Nous travaillons activement avec des pays du monde entier pour [évaluer] la mise sur le marché de réserves stratégiques de pétrole des principaux pays consommateurs d’énergie. Et les États-Unis mettront sur le marché des barils de pétrole supplémentaires si les conditions le justifient.

Je sais que c’est difficile et que les Américains souffrent déjà. Je ferai tout ce qui est en mon pouvoir pour limiter la douleur que le peuple américain ressent à la pompe à essence. C’est un point crucial pour moi.

Mais cette agression ne peut pas rester sans réponse. Si c’était le cas, les conséquences pour l’Amérique seraient bien pires. L’Amérique tient tête à ceux qui intimident. Nous défendons la liberté. C’est ce que nous sommes.

Permettez-moi également de répéter l’avertissement que j’ai lancé la semaine dernière. Si la Russie poursuit ses cyberattaques contre nos entreprises et nos infrastructures critiques, nous sommes prêts à réagir.

Depuis des mois, nous travaillons en étroite collaboration avec le secteur privé pour renforcer nos cyberdéfenses et perfectionner notre capacité à répondre aussi aux cyberattaques russes.

Hier, dans la soirée, je me suis entretenu avec le président ukrainien, M. Zelensky, et je lui ai assuré que les États-Unis, avec leurs alliés et partenaires en Europe, soutiendraient les Ukrainiens dans la défense de leur pays. Nous fournirons une aide humanitaire pour atténuer leurs souffrances.

Et dans les premiers jours de ce conflit, les organes de propagande de la Russie continueront d’essayer de cacher la vérité et ils revendiqueront le succès de son opération militaire contre une menace inventée.

Mais l’histoire a montré à maintes reprises que les gains rapides de territoire finissent par céder la place à des occupations qui s’éternisent. À des actes de désobéissance civile massive et à des impasses stratégiques.

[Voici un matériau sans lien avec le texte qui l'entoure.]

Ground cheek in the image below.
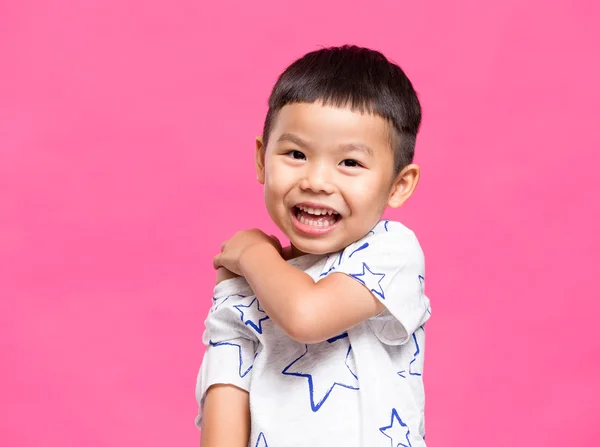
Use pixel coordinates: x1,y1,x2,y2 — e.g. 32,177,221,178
346,176,389,212
265,162,293,200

Les semaines et les mois à venir seront difficiles pour le peuple ukrainien. Poutine lui a infligé une grande douleur. Mais le peuple ukrainien a connu 30 ans d’indépendance. Il a montré à maintes reprises qu’il ne tolérera personne qui tente de faire faire marche arrière à son pays.

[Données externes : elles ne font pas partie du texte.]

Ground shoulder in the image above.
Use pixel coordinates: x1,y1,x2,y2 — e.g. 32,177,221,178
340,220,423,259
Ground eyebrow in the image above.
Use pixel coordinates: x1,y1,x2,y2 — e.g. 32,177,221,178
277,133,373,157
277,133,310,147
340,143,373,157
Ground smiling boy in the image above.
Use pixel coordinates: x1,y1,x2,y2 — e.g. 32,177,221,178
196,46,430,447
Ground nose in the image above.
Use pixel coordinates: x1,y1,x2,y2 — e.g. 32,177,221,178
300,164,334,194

C’est un moment dangereux pour toute l’Europe, pour la liberté dans le monde entier. Poutine a commis une attaque contre les principes mêmes qui protègent la paix mondiale.

Mais, maintenant, le monde entier voit clairement les intentions de Poutine et de ses alliés du Kremlin. Il n’a jamais été question de véritables préoccupations de sécurité de leur part. Il s’est toujours agi d’une agression pure et simple. Du désir d’empire de Poutine par tous les moyens nécessaires. En intimidant les voisins de la Russie par la coercition et la corruption. En changeant les frontières par la force et en choisissant finalement une guerre sans cause.

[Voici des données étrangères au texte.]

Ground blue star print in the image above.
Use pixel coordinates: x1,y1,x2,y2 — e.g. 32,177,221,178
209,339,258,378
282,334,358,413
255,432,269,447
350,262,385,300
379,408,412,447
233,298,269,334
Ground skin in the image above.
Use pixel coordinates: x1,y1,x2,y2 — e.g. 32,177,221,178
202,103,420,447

Les actes de Poutine révèlent une vision sinistre de l’avenir de notre monde, où les pays prennent ce qu’ils veulent par la force.

Mais c’est une vision à laquelle les États-Unis et les nations éprises de liberté s’opposeront avec tous les outils de notre puissance considérable.

Les États-Unis et leurs alliés et partenaires en sortiront plus forts, plus unis, plus déterminés et plus résolus.

L’agression de Poutine contre l’Ukraine finira par coûter très cher à la Russie sur les plans économique et stratégique. Nous allons nous en assurer. Poutine sera un paria sur la scène internationale. Tout pays qui tolère l’agression flagrante de la Russie contre l’Ukraine sera entaché par association.

Quand l’histoire de cette époque sera écrite, elle dira que le choix de Poutine de mener une guerre totalement injustifiable contre l’Ukraine aura affaibli la Russie et renforcé le reste du monde.

La liberté, la démocratie et la dignité humaine. Ce sont des forces bien plus puissantes que la peur et l’oppression. Elles ne peuvent pas être anéanties par des tyrans comme Poutine et ses armées. Elles ne peuvent pas être effacées du cœur et des espoirs des gens, quelles que soient la violence et l’intimidation imposées. Elles perdurent.

Entre la démocratie et l’autocratie, entre la souveraineté et la soumission, ne vous méprenez pas : la liberté l’emportera.

Que Dieu bénisse le peuple d’une Ukraine libre et démocratique et qu’il protège nos troupes.